Roger Dubuis presents the Excalibur Superbia, crafted in palladium-enriched white gold and set with 600 white diamonds and blue sapphires. The model houses a brand-new double flying tourbillon movement.

Roger Dubuis is unashamedly guilty of that most serious of the seven deadly sins: Pride, known in Latin as Superbia. Roger Dubuis has thus created Excalibur Superbia, crafted in palladium-enriched white gold and set with exactly 600 precious white diamonds and blue sapphires. This offers an extravagant housing for Roger Dubuis iconic signature calibre: a brand-new double flying tourbillon movement, the RD108SQ, inspired by its version launched in 2005, the first double-regulator calibre connected with a differential, built up in volume and adorned with a diamond-set star. What makes this model truly bold is that every stone set on the flange, the bezel, the case and the crown is tetrahedron shaped and assembled with an invisible setting on curved surfaces. The hardest way to set a stone, an invisible setting becomes nearly impossible when required on a curved surface.

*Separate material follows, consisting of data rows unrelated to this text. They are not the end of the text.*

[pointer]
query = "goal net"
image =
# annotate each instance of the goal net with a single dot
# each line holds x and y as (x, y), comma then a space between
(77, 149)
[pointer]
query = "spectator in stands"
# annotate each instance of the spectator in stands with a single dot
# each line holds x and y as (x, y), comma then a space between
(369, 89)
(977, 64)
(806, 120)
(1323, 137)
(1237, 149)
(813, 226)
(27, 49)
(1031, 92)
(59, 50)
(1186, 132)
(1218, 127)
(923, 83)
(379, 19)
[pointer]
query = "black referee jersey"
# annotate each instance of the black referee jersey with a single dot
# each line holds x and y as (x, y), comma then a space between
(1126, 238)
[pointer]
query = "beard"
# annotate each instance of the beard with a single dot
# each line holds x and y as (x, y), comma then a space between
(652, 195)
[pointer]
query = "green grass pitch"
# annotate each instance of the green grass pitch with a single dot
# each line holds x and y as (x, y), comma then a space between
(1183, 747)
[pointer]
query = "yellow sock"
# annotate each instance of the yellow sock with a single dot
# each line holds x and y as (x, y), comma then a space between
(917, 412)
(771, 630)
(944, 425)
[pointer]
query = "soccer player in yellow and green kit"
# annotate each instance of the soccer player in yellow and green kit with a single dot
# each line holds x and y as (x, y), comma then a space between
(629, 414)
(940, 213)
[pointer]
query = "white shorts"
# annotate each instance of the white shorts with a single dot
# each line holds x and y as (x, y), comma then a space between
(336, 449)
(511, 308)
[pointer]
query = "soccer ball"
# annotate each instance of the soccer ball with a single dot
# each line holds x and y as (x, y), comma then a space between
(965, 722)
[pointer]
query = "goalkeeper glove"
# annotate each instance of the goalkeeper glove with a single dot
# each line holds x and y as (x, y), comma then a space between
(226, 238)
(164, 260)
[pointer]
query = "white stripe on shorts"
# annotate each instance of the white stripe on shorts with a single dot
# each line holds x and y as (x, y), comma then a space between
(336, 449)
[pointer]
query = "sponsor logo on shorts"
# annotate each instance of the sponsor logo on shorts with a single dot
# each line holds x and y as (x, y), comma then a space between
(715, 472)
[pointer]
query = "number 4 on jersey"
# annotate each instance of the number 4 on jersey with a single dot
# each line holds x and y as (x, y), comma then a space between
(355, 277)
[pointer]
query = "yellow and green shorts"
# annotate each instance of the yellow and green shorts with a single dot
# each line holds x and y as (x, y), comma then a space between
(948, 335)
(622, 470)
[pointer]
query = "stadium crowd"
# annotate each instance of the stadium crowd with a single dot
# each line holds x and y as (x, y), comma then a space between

Excalibur Superbia © Roger Dubuis
Excalibur Superbia © Roger Dubuis

The test of Roger Dubuis setters’ skill does not stop here, however. The final sting in the tail of the Excalibur Superbia comes with the grooving – the last step required to complete the invisible setting with the previously perfectly triangulated stones. This is so hard to do on a tetrahedron stone that it took each gemsetter an average of 30 minutes to do a single groove, corresponding to 900 hours for this operation alone on all three sides of the 600 diamonds, plus 420 hours to set the case and bezel – and that’s without even counting the stone-cutting! The entire process takes about three times longer than the same case set with baguette-cut stones. And just for good measure, reaching the very pinnacle of complexity Roger Dubuis-style, in the Excalibur Superbia, this already painstaking, groundbreaking process has been entirely achieved on a curved surface.